Re: AW: How to implement a queue in Oak?

Posted by Davide Giannella <da...@apache.org>.
On 06/08/2014 13:40, Thomas Mueller wrote:
> Hi,
>
> The following should work:
>
> - use a node type without _orderable_ child nodes
> - in each node, add a property "created" with the timestamp plus a unique
> id
Avoid re-using jcr:created as you risk to bloat the repository size due
to the fact that almost all nodes in a JCR repo has jcr:created.
Therefore avoid indexing the property or use a custom node type on which
you could restrict the index.

> - to get the first entry, use a query ("order by created")
>
> This should scale well once synchronous, orderable indexes are implemented.
>
> The problem with orderable child nodes is that in a cluster, this either
> gets many conflicts or doesn't scale well. The problem with using a tree
> structure ("/queue/2014-08/06T13/40_45") is that it's hard to implement.
>
> Please note that in Oak, right now, orderable indexes are not synchronous.
> But I think this is a problem we can and should solve soon. Orderable
> child nodes should also be improved in my view, but that's a area where we
> know there are limitations.
>
Actually if you run on Segment the index could be synchronous as Segment
serialise the writing and no conflict arise. However the
scalability/performance issues we had with current algorithm still remain.

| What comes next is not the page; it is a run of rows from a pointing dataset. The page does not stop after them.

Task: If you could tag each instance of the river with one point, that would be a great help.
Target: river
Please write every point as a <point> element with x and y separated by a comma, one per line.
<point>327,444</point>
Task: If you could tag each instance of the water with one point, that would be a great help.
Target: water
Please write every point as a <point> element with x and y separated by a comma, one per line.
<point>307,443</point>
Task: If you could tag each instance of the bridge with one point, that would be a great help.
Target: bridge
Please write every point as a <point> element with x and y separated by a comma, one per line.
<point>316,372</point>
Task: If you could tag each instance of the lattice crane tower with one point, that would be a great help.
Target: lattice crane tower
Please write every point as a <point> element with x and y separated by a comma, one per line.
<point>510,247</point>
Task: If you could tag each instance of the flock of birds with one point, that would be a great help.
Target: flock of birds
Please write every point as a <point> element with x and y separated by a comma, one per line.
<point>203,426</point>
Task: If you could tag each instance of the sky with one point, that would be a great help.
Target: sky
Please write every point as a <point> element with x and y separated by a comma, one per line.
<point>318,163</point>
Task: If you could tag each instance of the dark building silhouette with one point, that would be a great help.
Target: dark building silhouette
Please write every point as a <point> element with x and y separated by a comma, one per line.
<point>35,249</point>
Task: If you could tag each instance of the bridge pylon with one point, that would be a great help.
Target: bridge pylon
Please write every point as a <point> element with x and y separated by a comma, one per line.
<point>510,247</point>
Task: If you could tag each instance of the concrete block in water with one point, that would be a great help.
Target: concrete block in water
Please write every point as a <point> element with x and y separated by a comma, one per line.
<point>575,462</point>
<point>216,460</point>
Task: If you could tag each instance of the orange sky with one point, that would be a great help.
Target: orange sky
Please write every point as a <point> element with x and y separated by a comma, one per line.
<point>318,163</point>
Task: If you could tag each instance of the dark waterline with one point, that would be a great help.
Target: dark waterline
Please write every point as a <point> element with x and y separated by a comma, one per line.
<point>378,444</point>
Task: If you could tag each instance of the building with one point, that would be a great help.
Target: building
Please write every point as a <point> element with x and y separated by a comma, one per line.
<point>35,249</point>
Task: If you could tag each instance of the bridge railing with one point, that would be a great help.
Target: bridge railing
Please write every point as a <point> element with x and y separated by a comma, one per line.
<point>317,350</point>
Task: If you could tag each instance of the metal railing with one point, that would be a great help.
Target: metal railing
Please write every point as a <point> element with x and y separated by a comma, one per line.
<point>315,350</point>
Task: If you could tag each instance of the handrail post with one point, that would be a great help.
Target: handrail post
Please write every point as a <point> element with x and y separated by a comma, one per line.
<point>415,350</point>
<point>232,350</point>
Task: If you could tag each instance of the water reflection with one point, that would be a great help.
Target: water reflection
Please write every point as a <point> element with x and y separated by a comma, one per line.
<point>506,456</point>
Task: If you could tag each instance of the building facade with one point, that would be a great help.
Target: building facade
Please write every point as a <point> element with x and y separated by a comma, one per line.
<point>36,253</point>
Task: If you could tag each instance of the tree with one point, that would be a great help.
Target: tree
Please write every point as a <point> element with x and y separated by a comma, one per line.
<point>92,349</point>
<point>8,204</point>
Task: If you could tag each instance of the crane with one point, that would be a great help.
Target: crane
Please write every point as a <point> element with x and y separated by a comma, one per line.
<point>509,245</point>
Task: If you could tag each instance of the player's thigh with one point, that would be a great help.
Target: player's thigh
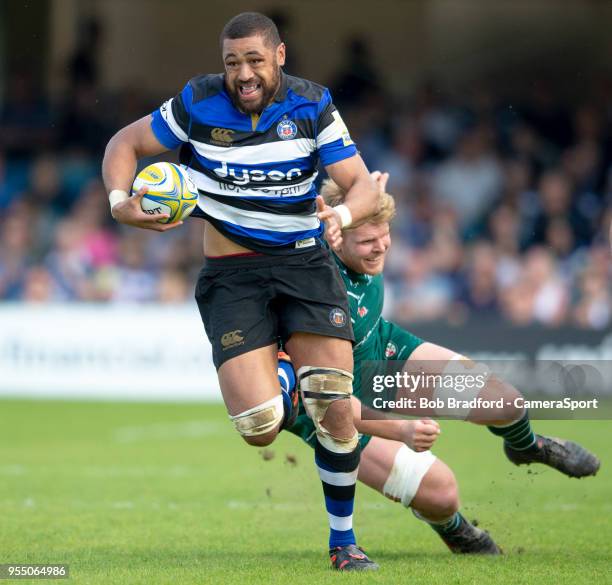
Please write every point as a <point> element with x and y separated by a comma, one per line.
<point>249,379</point>
<point>436,359</point>
<point>377,461</point>
<point>438,492</point>
<point>308,349</point>
<point>431,357</point>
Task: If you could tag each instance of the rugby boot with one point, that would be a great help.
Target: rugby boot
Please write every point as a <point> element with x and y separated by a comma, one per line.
<point>565,456</point>
<point>351,558</point>
<point>469,540</point>
<point>291,396</point>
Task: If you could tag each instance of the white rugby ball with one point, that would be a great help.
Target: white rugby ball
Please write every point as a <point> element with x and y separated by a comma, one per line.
<point>171,191</point>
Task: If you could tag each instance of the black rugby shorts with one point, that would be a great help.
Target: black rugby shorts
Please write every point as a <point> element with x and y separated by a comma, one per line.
<point>247,302</point>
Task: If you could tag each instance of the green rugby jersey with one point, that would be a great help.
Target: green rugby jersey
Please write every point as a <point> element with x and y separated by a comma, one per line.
<point>376,339</point>
<point>366,297</point>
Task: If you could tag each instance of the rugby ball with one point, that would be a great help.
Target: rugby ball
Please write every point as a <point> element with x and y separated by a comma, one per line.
<point>171,191</point>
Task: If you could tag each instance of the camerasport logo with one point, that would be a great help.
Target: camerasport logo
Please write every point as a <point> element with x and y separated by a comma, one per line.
<point>390,350</point>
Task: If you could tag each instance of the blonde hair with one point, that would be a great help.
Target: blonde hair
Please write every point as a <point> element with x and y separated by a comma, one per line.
<point>334,195</point>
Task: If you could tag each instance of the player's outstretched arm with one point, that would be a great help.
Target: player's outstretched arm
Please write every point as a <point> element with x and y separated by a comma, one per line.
<point>419,435</point>
<point>119,167</point>
<point>361,199</point>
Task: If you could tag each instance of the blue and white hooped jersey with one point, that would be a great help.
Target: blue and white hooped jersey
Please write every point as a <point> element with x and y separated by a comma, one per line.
<point>256,174</point>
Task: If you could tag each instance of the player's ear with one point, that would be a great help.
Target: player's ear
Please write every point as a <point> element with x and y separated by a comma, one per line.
<point>280,54</point>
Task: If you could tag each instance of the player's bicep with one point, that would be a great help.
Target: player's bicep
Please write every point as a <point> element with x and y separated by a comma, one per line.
<point>346,172</point>
<point>143,139</point>
<point>170,122</point>
<point>333,140</point>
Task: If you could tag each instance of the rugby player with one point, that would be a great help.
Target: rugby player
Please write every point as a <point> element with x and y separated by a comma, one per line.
<point>414,476</point>
<point>251,139</point>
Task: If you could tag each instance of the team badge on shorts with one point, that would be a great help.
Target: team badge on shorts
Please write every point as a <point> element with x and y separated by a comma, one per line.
<point>390,350</point>
<point>286,129</point>
<point>337,317</point>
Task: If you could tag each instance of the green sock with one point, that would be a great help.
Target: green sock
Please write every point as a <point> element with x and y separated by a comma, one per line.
<point>447,526</point>
<point>517,434</point>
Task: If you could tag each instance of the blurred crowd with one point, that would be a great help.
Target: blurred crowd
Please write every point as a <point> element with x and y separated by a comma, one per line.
<point>504,204</point>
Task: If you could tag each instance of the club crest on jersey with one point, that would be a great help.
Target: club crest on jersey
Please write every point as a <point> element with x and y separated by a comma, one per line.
<point>337,317</point>
<point>390,350</point>
<point>286,129</point>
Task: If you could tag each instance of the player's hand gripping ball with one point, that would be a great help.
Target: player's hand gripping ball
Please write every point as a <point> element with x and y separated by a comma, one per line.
<point>170,190</point>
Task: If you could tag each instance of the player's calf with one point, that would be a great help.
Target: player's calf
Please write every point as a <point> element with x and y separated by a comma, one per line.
<point>259,425</point>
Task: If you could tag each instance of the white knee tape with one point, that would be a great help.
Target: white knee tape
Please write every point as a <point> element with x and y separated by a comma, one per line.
<point>320,387</point>
<point>409,469</point>
<point>261,418</point>
<point>453,383</point>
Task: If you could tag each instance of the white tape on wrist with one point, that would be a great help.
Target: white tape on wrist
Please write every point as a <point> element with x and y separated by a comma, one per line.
<point>116,196</point>
<point>346,217</point>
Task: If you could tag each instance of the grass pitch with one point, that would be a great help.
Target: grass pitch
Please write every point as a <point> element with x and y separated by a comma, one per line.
<point>157,493</point>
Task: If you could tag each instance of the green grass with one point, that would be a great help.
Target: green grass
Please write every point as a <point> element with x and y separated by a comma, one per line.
<point>154,493</point>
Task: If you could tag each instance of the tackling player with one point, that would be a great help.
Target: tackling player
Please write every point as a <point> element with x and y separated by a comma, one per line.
<point>251,139</point>
<point>388,465</point>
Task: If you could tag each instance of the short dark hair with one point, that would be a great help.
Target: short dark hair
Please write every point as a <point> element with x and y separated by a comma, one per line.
<point>248,24</point>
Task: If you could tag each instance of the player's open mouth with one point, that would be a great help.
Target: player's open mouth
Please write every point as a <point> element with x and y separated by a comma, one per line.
<point>250,90</point>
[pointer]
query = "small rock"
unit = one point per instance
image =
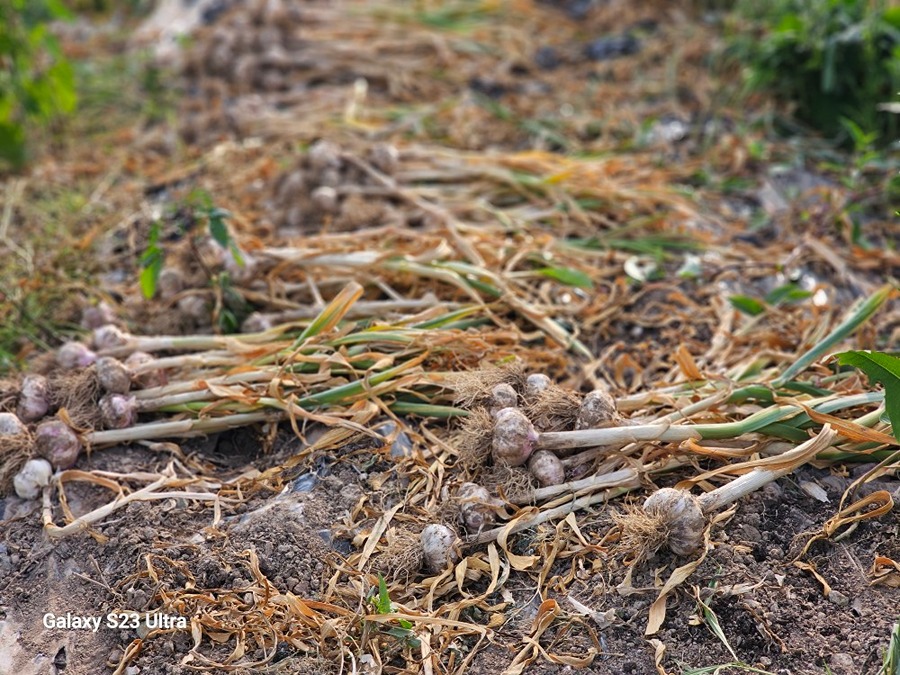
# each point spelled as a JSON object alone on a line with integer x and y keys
{"x": 842, "y": 664}
{"x": 612, "y": 47}
{"x": 547, "y": 58}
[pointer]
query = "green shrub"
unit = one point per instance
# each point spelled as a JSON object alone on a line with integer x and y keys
{"x": 833, "y": 59}
{"x": 37, "y": 83}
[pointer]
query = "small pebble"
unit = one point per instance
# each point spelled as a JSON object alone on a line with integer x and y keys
{"x": 842, "y": 664}
{"x": 547, "y": 58}
{"x": 838, "y": 598}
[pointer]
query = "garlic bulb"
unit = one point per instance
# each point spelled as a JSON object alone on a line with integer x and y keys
{"x": 10, "y": 425}
{"x": 439, "y": 544}
{"x": 535, "y": 385}
{"x": 503, "y": 396}
{"x": 597, "y": 411}
{"x": 547, "y": 468}
{"x": 681, "y": 516}
{"x": 475, "y": 507}
{"x": 118, "y": 411}
{"x": 34, "y": 475}
{"x": 73, "y": 355}
{"x": 113, "y": 375}
{"x": 33, "y": 398}
{"x": 57, "y": 443}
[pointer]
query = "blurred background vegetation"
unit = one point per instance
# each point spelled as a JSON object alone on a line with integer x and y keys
{"x": 836, "y": 63}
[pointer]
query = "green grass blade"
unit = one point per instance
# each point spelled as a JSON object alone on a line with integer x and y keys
{"x": 329, "y": 317}
{"x": 857, "y": 316}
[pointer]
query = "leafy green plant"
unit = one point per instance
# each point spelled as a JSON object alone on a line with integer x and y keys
{"x": 833, "y": 59}
{"x": 200, "y": 209}
{"x": 891, "y": 663}
{"x": 384, "y": 605}
{"x": 37, "y": 83}
{"x": 783, "y": 294}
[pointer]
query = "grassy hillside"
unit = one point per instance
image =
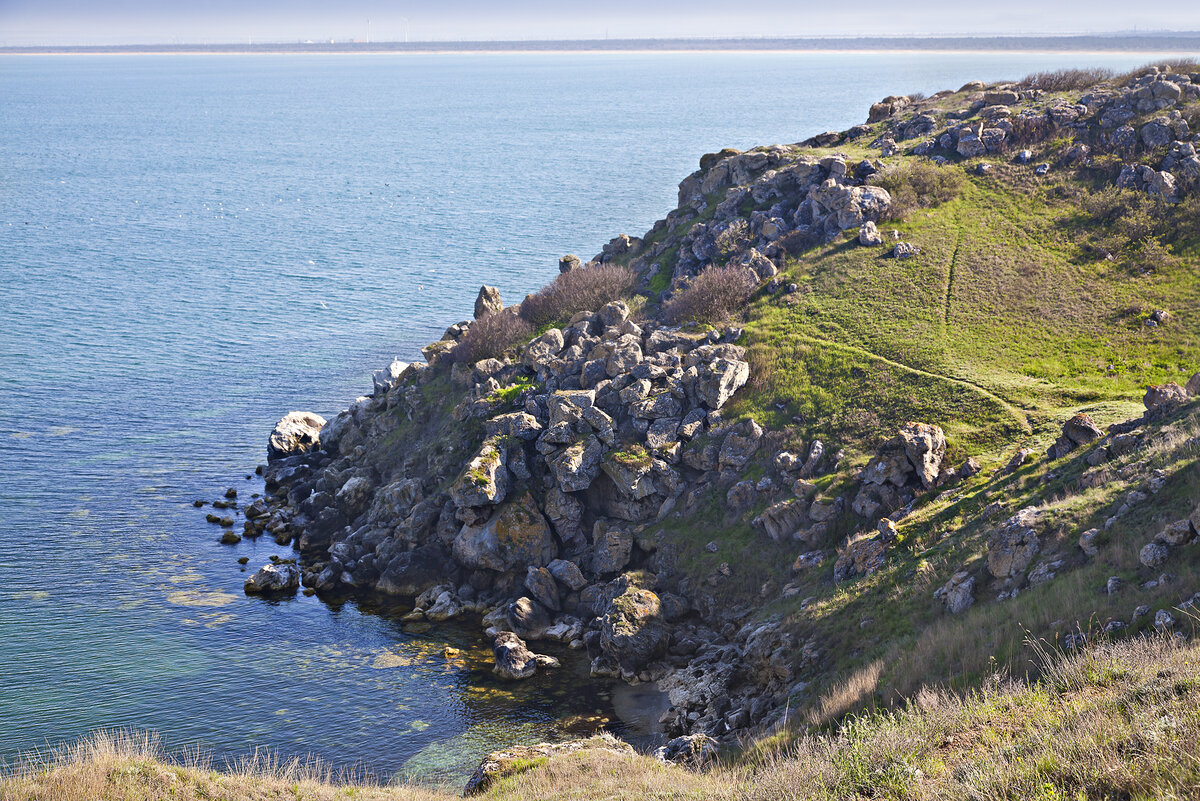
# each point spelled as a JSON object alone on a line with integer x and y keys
{"x": 1117, "y": 722}
{"x": 1038, "y": 294}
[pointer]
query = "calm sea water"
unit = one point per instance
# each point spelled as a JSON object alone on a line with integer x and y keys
{"x": 193, "y": 246}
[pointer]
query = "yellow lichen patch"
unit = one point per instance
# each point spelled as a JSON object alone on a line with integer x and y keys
{"x": 390, "y": 660}
{"x": 201, "y": 598}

For sake of records, history and experimental incomplete code :)

http://markmail.org/thread/qdrvm6rwnblu3rdn
https://issues.apache.org/jira/browse/OAK-1717
https://github.com/davidegiannella/jackrabbit-oak/tree/OAK-1717

Cheers
D.



Re: AW: How to implement a queue in Oak?

Posted by Thomas Mueller <mu...@adobe.com>.
Hi,

The following should work:

- use a node type without _orderable_ child nodes
- in each node, add a property "created" with the timestamp plus a unique
id

- to get the first entry, use a query ("order by created")

This should scale well once synchronous, orderable indexes are implemented.

The problem with orderable child nodes is that in a cluster, this either
gets many conflicts or doesn't scale well. The problem with using a tree
structure ("/queue/2014-08/06T13/40_45") is that it's hard to implement.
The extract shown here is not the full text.